La amenaza terrorista ha mudado la percepción que la sociedad keniana tenía de su rol internacional: si en un primer momento la participación del Ejército en la Misión de la Unión Africana en Somalia (AMISOM por sus siglas en inglés) era motivo de orgullo, hoy son muchas las voces que reclaman al Ejecutivo que salga de las urnas la retirada de las tropas.

Con la guerra en Sudán del Sur y la amenaza yihadista en Somalia, la estabilidad en Kenia es clave para la región. La comunidad internacional confía en que el país haya aprendido la lección y el recuerdo del invierno sangriento de 2008, que se saldó con casi 1.300 muertos y más de 600.000 desplazados, sea suficiente para apaciguar la tensión. A diferencia de lo que ocurrió entonces, el país está ahora mejorar preparado para dirimir las disputas electorales. La Constitución redactada en 2010 garantiza la representación territorial al dividir el país en condados mientras la Independent Electoral and Boundaries Commission (IEBC) dirime cualquier acusación de fraude. Así ocurrió en 2013, cuando Kenyatta se impuso a Odinga por un estrechísimo margen que obligó a un recuento manual de los votos. Pese a que la oposición denunció que el resultado había sido “manipulado”, aceptaron resolver la disputa en los tribunales, lo que se tradujo en una transición pacífica.

Además, algunos movimientos sociales, como el Kibera Creative Arts, una de las comunidades de artistas que trabajan en la barriada de Kibera (uno de los epicentros de la violencia postelectoral), intentan convencer a los jóvenes de que la convivencia pacífica es la única salida para un futuro mejor.

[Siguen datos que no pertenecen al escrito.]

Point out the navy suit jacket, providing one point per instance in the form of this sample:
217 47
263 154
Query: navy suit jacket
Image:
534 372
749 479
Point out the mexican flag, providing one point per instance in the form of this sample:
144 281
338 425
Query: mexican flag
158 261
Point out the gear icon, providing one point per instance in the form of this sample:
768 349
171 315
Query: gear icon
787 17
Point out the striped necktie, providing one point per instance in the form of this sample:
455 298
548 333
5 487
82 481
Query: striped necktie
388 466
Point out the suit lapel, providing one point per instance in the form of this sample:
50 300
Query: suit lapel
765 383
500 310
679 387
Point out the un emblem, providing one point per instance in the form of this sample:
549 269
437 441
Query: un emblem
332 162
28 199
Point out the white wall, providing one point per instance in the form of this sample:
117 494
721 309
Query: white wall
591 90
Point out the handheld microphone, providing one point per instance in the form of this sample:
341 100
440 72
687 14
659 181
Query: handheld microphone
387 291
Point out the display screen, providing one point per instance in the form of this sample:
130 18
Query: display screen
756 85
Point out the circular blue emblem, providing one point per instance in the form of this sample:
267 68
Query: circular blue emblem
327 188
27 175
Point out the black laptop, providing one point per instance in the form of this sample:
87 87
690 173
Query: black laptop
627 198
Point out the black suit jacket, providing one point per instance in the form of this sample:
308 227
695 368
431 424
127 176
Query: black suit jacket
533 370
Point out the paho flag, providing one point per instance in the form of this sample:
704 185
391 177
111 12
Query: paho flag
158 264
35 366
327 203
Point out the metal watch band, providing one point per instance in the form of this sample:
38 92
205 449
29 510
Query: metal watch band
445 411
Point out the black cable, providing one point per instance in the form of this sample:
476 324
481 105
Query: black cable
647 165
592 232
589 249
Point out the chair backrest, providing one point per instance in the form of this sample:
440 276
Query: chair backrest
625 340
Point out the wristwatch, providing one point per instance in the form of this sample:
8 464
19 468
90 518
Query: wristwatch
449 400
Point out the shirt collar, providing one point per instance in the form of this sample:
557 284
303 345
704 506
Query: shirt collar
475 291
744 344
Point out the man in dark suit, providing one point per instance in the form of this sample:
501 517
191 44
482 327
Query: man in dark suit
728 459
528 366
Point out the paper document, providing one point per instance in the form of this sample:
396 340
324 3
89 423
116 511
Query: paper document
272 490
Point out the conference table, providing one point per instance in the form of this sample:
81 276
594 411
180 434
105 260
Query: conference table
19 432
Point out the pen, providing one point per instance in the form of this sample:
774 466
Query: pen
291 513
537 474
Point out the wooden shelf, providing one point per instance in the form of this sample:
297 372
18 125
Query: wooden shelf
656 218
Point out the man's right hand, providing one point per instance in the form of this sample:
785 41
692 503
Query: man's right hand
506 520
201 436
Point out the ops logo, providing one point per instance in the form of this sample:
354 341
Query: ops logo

Nadie en el país quiere que aquella pesadilla vuelva a repetirse. Pero todos son conscientes de que puede ocurrir. “No es un secreto que existe preocupación por un posible estallido de la violencia”, reconoció recientemente Marietje Schaake, máxima responsable de la misión de observación electoral de la Unión Europea. De que no lo haga depende el futuro de Kenia.